Senin, 01 Agustus 2022

Perempuan Dalam Ekonomi Berkelanjutan dan Konservasi di Nanga Lauk, Kapuas Hulu



Ibu di Nanga Lauk pulang dari menoreh karet dan membawa rotan muda. Rasa rotan muda yang pahit yang diambil dari hutan biasanya dimakan sebagai lauk 

 Mengapa Perubahan Iklim Sangat Berdampak Pada Perempuan? Dan Bagaimana Perempuan Membangun Perekonomian dan Konservasi?


 Ancaman perubahan iklim yang diakibatkan peningkatan kondisi cuaca ekstrem seperti kekeringan, badai atau banjir telah diakui sebagai isu prioritas global. Perubahan iklim merupakan tantangan pembangunan berkelanjutan, dengan dampak luas tidak hanya pada lingkungan tetapi juga pada pembangunan ekonomi dan sosial. Dampak perubahan iklim akan bervariasi antar wilayah, dan antara generasi yang berbeda, pekerjaan serta antara perempuan dan laki-laki. Karena kapasitas adaptif mereka yang lebih rendah, negara-negara berkembang dan orang-orang yang hidup dalam kemiskinan kemungkinan besar akan mengalami dampak yang signifikan. (https://www.un.org/womenwatch/feature/climate_change/) . 

 Banyak faktor yang mempengaruhi perubahan iklim terhadap perempuan, misalnya karena akses pendidikan, budaya dan lain-lain. Data Badan Pusat Statistik (BPS) pada 2019 menunjukkan, angka melek huruf pada perempuan lebih rendah dari laki-laki dengan berada di angka 94,33 persen dan laki-laki 97,48 persen.

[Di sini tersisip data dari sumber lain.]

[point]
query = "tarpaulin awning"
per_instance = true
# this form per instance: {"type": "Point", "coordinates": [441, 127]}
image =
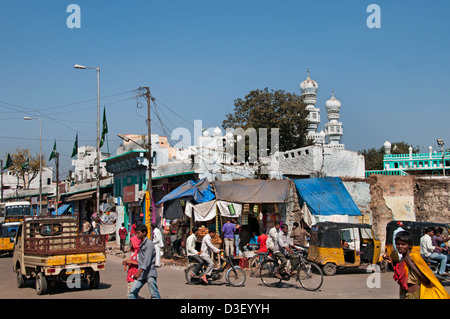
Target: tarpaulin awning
{"type": "Point", "coordinates": [207, 211]}
{"type": "Point", "coordinates": [200, 191]}
{"type": "Point", "coordinates": [62, 210]}
{"type": "Point", "coordinates": [326, 196]}
{"type": "Point", "coordinates": [252, 191]}
{"type": "Point", "coordinates": [80, 196]}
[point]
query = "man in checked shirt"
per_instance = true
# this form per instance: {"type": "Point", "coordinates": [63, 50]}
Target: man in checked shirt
{"type": "Point", "coordinates": [146, 266]}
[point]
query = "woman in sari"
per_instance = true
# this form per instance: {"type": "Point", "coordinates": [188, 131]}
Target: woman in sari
{"type": "Point", "coordinates": [412, 273]}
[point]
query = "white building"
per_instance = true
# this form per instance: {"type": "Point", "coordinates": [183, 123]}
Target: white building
{"type": "Point", "coordinates": [86, 165]}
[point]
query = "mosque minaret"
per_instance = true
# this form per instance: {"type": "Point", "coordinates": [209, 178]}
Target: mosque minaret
{"type": "Point", "coordinates": [333, 129]}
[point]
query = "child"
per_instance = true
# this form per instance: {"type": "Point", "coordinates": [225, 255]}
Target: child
{"type": "Point", "coordinates": [132, 263]}
{"type": "Point", "coordinates": [415, 278]}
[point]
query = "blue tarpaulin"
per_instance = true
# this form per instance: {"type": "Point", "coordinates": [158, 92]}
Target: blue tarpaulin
{"type": "Point", "coordinates": [200, 191]}
{"type": "Point", "coordinates": [62, 210]}
{"type": "Point", "coordinates": [326, 196]}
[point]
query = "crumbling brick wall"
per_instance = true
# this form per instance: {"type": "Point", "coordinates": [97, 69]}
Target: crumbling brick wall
{"type": "Point", "coordinates": [432, 199]}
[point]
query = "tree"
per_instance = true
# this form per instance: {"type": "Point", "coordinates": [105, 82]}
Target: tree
{"type": "Point", "coordinates": [25, 166]}
{"type": "Point", "coordinates": [374, 157]}
{"type": "Point", "coordinates": [272, 109]}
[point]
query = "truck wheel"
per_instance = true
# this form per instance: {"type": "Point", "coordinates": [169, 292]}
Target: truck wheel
{"type": "Point", "coordinates": [95, 280]}
{"type": "Point", "coordinates": [41, 284]}
{"type": "Point", "coordinates": [20, 278]}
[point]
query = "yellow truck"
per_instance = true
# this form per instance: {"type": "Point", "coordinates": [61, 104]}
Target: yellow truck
{"type": "Point", "coordinates": [50, 249]}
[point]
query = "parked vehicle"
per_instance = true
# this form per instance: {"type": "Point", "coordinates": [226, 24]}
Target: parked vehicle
{"type": "Point", "coordinates": [234, 275]}
{"type": "Point", "coordinates": [14, 211]}
{"type": "Point", "coordinates": [7, 234]}
{"type": "Point", "coordinates": [417, 230]}
{"type": "Point", "coordinates": [51, 249]}
{"type": "Point", "coordinates": [343, 245]}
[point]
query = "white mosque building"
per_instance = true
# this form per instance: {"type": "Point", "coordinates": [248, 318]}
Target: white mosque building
{"type": "Point", "coordinates": [333, 129]}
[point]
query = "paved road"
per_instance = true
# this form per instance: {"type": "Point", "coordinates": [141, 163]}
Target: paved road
{"type": "Point", "coordinates": [348, 285]}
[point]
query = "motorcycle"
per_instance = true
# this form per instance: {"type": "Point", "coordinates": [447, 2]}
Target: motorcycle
{"type": "Point", "coordinates": [234, 275]}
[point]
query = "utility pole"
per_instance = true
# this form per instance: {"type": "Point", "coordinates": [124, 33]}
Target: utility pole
{"type": "Point", "coordinates": [1, 164]}
{"type": "Point", "coordinates": [57, 182]}
{"type": "Point", "coordinates": [145, 92]}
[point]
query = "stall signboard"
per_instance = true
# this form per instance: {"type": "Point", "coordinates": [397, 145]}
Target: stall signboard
{"type": "Point", "coordinates": [130, 194]}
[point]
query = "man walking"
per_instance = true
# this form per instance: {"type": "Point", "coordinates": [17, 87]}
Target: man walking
{"type": "Point", "coordinates": [159, 243]}
{"type": "Point", "coordinates": [206, 250]}
{"type": "Point", "coordinates": [146, 266]}
{"type": "Point", "coordinates": [427, 250]}
{"type": "Point", "coordinates": [283, 250]}
{"type": "Point", "coordinates": [228, 237]}
{"type": "Point", "coordinates": [122, 235]}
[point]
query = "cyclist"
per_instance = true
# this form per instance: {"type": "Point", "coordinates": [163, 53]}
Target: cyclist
{"type": "Point", "coordinates": [283, 250]}
{"type": "Point", "coordinates": [192, 253]}
{"type": "Point", "coordinates": [206, 249]}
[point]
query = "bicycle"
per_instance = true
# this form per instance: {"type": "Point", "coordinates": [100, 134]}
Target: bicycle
{"type": "Point", "coordinates": [235, 275]}
{"type": "Point", "coordinates": [308, 274]}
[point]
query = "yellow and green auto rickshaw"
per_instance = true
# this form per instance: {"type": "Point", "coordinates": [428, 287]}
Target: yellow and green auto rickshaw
{"type": "Point", "coordinates": [338, 245]}
{"type": "Point", "coordinates": [417, 230]}
{"type": "Point", "coordinates": [7, 234]}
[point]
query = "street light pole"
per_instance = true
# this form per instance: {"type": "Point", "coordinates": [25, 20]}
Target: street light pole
{"type": "Point", "coordinates": [40, 159]}
{"type": "Point", "coordinates": [77, 66]}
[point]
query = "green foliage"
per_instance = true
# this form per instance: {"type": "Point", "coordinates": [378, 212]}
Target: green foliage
{"type": "Point", "coordinates": [272, 109]}
{"type": "Point", "coordinates": [25, 166]}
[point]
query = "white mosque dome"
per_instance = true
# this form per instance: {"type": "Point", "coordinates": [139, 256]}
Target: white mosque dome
{"type": "Point", "coordinates": [217, 131]}
{"type": "Point", "coordinates": [333, 103]}
{"type": "Point", "coordinates": [308, 86]}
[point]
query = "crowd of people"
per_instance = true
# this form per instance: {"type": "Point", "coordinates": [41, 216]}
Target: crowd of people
{"type": "Point", "coordinates": [277, 241]}
{"type": "Point", "coordinates": [411, 271]}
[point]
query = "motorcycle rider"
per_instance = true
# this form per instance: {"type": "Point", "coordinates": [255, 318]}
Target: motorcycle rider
{"type": "Point", "coordinates": [192, 253]}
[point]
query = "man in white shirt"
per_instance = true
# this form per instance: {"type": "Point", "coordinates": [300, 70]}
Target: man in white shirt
{"type": "Point", "coordinates": [159, 243]}
{"type": "Point", "coordinates": [272, 236]}
{"type": "Point", "coordinates": [206, 250]}
{"type": "Point", "coordinates": [427, 248]}
{"type": "Point", "coordinates": [192, 253]}
{"type": "Point", "coordinates": [283, 250]}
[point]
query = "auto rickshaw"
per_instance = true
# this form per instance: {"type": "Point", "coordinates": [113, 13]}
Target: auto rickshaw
{"type": "Point", "coordinates": [416, 229]}
{"type": "Point", "coordinates": [338, 245]}
{"type": "Point", "coordinates": [7, 234]}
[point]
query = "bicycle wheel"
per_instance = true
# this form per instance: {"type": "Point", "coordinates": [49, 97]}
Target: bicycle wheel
{"type": "Point", "coordinates": [267, 273]}
{"type": "Point", "coordinates": [310, 276]}
{"type": "Point", "coordinates": [188, 274]}
{"type": "Point", "coordinates": [236, 276]}
{"type": "Point", "coordinates": [254, 265]}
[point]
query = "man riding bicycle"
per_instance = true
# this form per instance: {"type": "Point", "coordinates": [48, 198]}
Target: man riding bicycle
{"type": "Point", "coordinates": [283, 250]}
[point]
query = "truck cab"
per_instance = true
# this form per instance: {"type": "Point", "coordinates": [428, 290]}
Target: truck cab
{"type": "Point", "coordinates": [52, 249]}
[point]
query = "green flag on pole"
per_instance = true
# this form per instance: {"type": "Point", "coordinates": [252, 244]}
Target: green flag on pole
{"type": "Point", "coordinates": [8, 163]}
{"type": "Point", "coordinates": [53, 154]}
{"type": "Point", "coordinates": [105, 128]}
{"type": "Point", "coordinates": [75, 146]}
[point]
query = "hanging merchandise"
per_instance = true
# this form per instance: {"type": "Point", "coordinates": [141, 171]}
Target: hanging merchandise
{"type": "Point", "coordinates": [231, 209]}
{"type": "Point", "coordinates": [244, 219]}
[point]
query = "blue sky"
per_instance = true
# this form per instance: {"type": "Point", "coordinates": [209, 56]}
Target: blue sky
{"type": "Point", "coordinates": [199, 56]}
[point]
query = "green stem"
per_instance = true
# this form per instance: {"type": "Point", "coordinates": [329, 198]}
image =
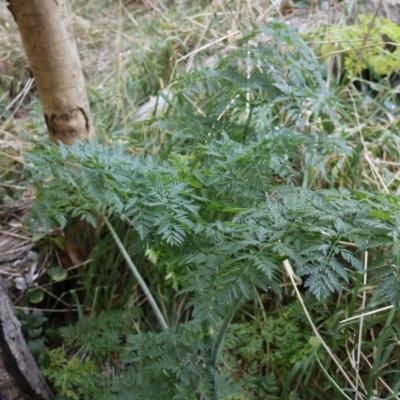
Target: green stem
{"type": "Point", "coordinates": [218, 345]}
{"type": "Point", "coordinates": [137, 275]}
{"type": "Point", "coordinates": [331, 379]}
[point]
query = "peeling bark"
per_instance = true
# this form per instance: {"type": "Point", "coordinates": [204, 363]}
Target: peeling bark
{"type": "Point", "coordinates": [53, 57]}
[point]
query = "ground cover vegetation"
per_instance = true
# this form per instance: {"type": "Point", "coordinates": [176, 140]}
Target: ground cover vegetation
{"type": "Point", "coordinates": [232, 233]}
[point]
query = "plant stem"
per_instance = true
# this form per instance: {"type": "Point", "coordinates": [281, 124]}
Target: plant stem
{"type": "Point", "coordinates": [137, 275]}
{"type": "Point", "coordinates": [331, 379]}
{"type": "Point", "coordinates": [218, 345]}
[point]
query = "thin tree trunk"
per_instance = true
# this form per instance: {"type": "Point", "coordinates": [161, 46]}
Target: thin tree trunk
{"type": "Point", "coordinates": [54, 61]}
{"type": "Point", "coordinates": [53, 57]}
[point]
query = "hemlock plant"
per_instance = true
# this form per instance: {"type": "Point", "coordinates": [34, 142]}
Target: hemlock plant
{"type": "Point", "coordinates": [234, 198]}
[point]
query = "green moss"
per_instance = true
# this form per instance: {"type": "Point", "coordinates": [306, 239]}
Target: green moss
{"type": "Point", "coordinates": [351, 38]}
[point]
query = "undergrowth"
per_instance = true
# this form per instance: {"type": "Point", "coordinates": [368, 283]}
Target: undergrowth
{"type": "Point", "coordinates": [241, 183]}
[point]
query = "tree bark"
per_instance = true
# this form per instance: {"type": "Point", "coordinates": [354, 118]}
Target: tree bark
{"type": "Point", "coordinates": [20, 378]}
{"type": "Point", "coordinates": [53, 57]}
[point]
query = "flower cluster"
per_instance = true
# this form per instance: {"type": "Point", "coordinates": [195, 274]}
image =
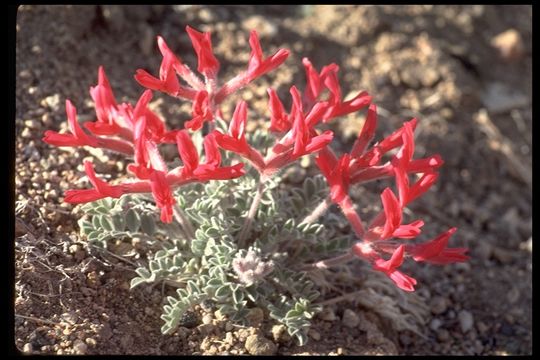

Efek ketidaksetaraan gender ini membuat keterbatasan perempuan dalam mengambil keputusan, pilihan bekerja dan aktualisasi diri akibatnya perempuan di daerah pedesaan di negara berkembang sangat bergantung pada sumber daya alam lokal untuk mata pencaharian mereka, air, makanan dan energi untuk memasak. Dampak perubahan iklim, termasuk kekeringan, curah hujan yang tidak menentu, dan penggundulan hutan, mempersulit pengamanan sumber daya ini. Dibandingkan dengan laki-laki di negara-negara miskin, perempuan menghadapi kerugian historis, yang meliputi akses terbatas ke pengambilan keputusan dan aset ekonomi yang menambah tantangan perubahan iklim. 

 Profil Nanga Lauk 

Senja di desa Nanga Lauk

 Nanga Lauk adalah sebuah desa di Kabupaten Kapuas Hulu, Provinsi Kalimantan Barat, Indonesia. Di sekitar desa terdapat 10.000 ha hutan hujan dan rawa gambut yang terancam oleh perusahaan penebangan, perkebunan kelapa sawit dan pertambangan. Masyarakat Nanga Lauk telah mendapatkan hak pengelolaan Hutan Desa seluas 1.433 hektar sejak tahun 2017


Hutan Desa 


 Hutan di Nanga Lauk merupakan campuran antara rawa gambut dan hutan sungai, yang digunakan oleh masyarakat Nanga Lauk untuk memancing, produksi madu, kebun karet, sayur dan kayu untuk membangun rumah mereka. Merancang serangkaian kegiatan untuk mengamankan dan memperluas hak hukum masyarakat untuk mengelola dan memanfaatkan Hutan Desa, memungkinkan mereka untuk mencegah deforestasi dan degradasi hutan yang akan terjadi jika kawasan tersebut tidak dilindungi secara efektif. 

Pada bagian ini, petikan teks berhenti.